Pandemia tylko strasznie brzmi
Według Olgerbanda, groźnie brzmiące słowo "pandemia" oznacza po prostu, że wirus przekroczył kolejne granice. - Grypa chodziła po świecie i się rozprzestrzeniała, aż w końcu WHO ogłosiła pandemię. Ale oznacza to tylko tyle, że wirus obecny jest już w 3 regionach świata (wg podziału WHO regionów jest 6) - USA, Meksyku, Australii - uspokajał zastępca GIS.

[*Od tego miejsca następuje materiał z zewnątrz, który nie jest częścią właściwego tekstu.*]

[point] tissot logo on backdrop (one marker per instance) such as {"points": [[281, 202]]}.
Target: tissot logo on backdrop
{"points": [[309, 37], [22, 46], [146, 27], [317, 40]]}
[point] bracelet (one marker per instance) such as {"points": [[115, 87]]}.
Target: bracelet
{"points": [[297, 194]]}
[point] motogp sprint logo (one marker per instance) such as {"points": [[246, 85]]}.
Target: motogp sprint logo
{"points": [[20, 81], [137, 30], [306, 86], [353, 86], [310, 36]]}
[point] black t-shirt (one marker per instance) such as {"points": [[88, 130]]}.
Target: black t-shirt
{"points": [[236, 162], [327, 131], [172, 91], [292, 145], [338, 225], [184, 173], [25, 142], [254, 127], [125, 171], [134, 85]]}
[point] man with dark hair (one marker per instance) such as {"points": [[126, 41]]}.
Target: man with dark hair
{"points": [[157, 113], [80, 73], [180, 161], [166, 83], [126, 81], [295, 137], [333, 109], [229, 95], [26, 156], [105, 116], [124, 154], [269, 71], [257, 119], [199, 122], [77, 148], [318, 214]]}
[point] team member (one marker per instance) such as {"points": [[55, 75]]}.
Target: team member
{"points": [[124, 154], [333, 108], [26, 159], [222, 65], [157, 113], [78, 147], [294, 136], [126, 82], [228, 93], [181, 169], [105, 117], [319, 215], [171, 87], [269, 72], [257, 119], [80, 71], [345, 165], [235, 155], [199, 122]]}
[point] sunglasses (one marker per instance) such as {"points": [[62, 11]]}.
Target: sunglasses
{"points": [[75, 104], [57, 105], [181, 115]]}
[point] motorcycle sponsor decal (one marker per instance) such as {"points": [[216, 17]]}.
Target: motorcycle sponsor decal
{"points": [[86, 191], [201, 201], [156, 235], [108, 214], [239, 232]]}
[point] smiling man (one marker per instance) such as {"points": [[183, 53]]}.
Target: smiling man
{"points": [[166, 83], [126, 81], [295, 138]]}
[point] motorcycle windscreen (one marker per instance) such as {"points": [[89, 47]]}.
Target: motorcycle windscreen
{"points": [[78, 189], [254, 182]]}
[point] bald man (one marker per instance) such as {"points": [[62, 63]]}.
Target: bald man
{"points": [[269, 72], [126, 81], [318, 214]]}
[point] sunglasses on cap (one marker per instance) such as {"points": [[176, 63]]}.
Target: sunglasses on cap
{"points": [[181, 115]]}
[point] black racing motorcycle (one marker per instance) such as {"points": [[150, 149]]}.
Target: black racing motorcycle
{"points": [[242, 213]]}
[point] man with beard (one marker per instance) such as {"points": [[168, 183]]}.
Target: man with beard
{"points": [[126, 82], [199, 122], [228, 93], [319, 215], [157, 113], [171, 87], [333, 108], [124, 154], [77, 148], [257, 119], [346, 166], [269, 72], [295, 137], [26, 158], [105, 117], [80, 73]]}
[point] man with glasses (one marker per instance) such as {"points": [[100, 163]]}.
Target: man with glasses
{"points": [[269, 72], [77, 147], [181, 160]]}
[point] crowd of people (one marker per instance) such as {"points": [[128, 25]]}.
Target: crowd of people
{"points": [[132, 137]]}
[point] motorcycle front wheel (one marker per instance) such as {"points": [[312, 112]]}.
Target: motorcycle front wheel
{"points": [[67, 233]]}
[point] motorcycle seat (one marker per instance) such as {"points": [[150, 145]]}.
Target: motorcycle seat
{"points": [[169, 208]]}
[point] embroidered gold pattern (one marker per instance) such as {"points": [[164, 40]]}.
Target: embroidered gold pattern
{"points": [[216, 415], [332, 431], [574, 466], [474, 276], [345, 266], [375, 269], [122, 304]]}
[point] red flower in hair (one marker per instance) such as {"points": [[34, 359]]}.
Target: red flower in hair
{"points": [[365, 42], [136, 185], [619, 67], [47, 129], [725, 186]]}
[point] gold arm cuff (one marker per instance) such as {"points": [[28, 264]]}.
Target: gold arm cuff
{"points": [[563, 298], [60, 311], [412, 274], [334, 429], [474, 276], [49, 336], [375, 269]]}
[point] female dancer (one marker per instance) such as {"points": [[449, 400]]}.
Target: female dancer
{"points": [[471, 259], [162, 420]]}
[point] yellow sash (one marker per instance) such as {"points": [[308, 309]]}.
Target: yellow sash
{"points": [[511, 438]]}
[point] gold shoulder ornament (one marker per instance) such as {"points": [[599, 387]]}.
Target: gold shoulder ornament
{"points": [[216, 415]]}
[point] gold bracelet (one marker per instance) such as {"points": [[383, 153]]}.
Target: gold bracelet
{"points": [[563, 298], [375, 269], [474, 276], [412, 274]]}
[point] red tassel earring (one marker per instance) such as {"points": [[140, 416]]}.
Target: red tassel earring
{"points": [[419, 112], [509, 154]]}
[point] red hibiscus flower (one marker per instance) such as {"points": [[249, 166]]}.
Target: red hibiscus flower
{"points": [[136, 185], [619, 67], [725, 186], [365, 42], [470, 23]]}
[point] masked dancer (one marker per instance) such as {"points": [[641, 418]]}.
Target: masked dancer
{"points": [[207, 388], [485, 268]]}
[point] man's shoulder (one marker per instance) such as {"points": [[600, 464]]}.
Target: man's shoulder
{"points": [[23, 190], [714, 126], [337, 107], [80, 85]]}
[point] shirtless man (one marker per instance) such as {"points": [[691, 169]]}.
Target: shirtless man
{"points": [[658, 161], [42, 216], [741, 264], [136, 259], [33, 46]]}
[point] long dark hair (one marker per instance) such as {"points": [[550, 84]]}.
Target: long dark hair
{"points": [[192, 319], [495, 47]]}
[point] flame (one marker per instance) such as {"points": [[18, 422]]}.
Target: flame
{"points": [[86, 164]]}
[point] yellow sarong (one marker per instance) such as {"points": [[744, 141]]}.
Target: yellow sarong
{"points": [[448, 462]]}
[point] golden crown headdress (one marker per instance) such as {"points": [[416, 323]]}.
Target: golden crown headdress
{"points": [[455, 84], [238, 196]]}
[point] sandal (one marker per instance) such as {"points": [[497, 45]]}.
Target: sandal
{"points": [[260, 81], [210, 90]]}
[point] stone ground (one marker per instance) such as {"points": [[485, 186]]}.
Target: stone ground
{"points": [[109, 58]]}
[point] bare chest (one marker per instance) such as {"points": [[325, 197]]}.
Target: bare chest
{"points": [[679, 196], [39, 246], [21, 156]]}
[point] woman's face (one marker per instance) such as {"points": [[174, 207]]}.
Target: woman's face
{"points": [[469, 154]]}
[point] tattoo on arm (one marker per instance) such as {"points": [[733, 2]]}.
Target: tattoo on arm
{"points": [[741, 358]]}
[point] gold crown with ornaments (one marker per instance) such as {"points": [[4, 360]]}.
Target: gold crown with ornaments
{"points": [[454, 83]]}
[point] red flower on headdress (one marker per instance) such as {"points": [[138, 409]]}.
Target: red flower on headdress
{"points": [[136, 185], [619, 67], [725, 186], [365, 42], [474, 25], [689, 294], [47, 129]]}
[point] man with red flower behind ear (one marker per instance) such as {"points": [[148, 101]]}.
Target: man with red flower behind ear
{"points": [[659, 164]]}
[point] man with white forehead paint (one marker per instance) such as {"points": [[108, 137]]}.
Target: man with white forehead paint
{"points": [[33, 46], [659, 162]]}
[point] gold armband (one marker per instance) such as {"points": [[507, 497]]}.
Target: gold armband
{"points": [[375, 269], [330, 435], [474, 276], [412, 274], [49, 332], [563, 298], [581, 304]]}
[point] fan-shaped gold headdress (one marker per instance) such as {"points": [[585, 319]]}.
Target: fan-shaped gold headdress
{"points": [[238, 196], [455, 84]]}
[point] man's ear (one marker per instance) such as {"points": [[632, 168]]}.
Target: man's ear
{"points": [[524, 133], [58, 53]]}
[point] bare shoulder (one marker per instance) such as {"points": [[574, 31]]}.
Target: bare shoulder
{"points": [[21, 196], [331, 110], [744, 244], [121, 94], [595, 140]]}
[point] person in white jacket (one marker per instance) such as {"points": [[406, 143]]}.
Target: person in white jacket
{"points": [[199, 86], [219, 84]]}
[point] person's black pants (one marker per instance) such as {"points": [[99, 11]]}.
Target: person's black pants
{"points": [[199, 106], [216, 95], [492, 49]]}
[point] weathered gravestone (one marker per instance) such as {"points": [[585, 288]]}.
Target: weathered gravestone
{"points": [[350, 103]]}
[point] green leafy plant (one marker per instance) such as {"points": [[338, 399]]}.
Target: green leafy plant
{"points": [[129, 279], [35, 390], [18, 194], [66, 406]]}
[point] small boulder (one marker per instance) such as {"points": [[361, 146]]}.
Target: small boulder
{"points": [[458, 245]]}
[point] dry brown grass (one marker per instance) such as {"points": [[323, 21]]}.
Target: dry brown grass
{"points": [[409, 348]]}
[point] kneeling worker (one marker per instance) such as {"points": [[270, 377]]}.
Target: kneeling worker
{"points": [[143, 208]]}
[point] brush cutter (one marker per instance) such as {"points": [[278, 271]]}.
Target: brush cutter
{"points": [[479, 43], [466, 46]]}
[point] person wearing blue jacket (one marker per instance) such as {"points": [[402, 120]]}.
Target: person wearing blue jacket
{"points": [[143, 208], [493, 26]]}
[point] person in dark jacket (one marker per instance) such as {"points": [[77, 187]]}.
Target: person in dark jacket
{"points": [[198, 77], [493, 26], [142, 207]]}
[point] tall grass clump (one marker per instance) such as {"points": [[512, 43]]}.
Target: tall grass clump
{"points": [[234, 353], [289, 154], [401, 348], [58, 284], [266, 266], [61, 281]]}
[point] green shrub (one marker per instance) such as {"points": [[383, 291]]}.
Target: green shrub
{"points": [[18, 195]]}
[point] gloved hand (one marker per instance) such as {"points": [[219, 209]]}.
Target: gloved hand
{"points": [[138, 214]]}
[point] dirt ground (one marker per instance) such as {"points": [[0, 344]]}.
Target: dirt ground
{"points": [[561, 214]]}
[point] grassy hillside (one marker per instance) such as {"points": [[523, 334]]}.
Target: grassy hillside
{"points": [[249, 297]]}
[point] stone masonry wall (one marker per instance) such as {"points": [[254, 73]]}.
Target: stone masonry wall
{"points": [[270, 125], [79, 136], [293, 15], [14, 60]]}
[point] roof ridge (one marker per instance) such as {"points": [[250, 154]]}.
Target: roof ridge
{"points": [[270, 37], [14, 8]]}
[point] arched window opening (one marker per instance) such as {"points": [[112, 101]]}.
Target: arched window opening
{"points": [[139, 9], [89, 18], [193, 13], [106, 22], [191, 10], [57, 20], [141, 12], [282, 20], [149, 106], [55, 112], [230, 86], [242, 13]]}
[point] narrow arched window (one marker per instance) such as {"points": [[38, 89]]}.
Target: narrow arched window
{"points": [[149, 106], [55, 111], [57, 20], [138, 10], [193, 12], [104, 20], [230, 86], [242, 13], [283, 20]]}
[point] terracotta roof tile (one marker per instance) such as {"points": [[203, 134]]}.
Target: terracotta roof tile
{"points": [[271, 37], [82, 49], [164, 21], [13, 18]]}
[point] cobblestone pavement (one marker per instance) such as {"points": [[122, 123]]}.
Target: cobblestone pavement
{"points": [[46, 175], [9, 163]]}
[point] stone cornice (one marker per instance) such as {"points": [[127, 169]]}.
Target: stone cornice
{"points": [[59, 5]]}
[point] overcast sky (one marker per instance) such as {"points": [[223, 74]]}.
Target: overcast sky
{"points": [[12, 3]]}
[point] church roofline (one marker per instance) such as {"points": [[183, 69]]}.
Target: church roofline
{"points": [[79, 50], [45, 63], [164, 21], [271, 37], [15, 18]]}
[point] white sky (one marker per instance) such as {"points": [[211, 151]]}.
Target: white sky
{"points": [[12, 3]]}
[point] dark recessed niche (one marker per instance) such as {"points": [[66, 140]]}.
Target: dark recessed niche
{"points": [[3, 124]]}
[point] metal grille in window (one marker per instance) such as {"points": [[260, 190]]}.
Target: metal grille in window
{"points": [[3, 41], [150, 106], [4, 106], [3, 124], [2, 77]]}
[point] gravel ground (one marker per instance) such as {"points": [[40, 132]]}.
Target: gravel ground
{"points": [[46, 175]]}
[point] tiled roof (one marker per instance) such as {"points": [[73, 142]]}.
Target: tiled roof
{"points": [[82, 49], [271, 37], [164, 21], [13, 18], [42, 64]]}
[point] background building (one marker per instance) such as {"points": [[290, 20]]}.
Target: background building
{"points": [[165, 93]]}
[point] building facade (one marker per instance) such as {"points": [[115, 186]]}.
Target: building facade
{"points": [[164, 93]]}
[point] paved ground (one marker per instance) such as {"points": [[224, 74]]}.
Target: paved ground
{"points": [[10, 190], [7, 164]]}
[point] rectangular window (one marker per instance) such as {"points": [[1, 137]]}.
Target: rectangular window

Ewa Kopacz dodała, że dla Polski wiąże się to z restrykcyjnym przestrzeganiem planu pandemicznego, czyli instrukcji, co robić na wypadek nagłego wybuchu epidemii.
Szczepionka - jesienią?
Kiedy dokładnie pojawi się szczepionka przeciwko nowemu wirusowi, nie jest jeszcze pewne. Najprawdopodobniej będzie to jesienią. - Na razie prace nad końcowym produktem trwają - mówiła minister Kopacz. Jak dodaje, kwestia zaopatrzenia w szczepionkę będzie rozwiązana, gdy lek zostanie już wyprodukowany. - Na pewno nie będzie tak, że szczepionka będzie reglamentowana ze względu na zamożność kraju, a nie zagrożenie epidemiologiczne - zapewniła.
Do tej pory na nowy szczep grypy zachorowało ok. 29 tysięcy ludzi. Zmarło ok. 150 osób. W Polsce zanotowano 7 przypadków wirusa A/H1N1.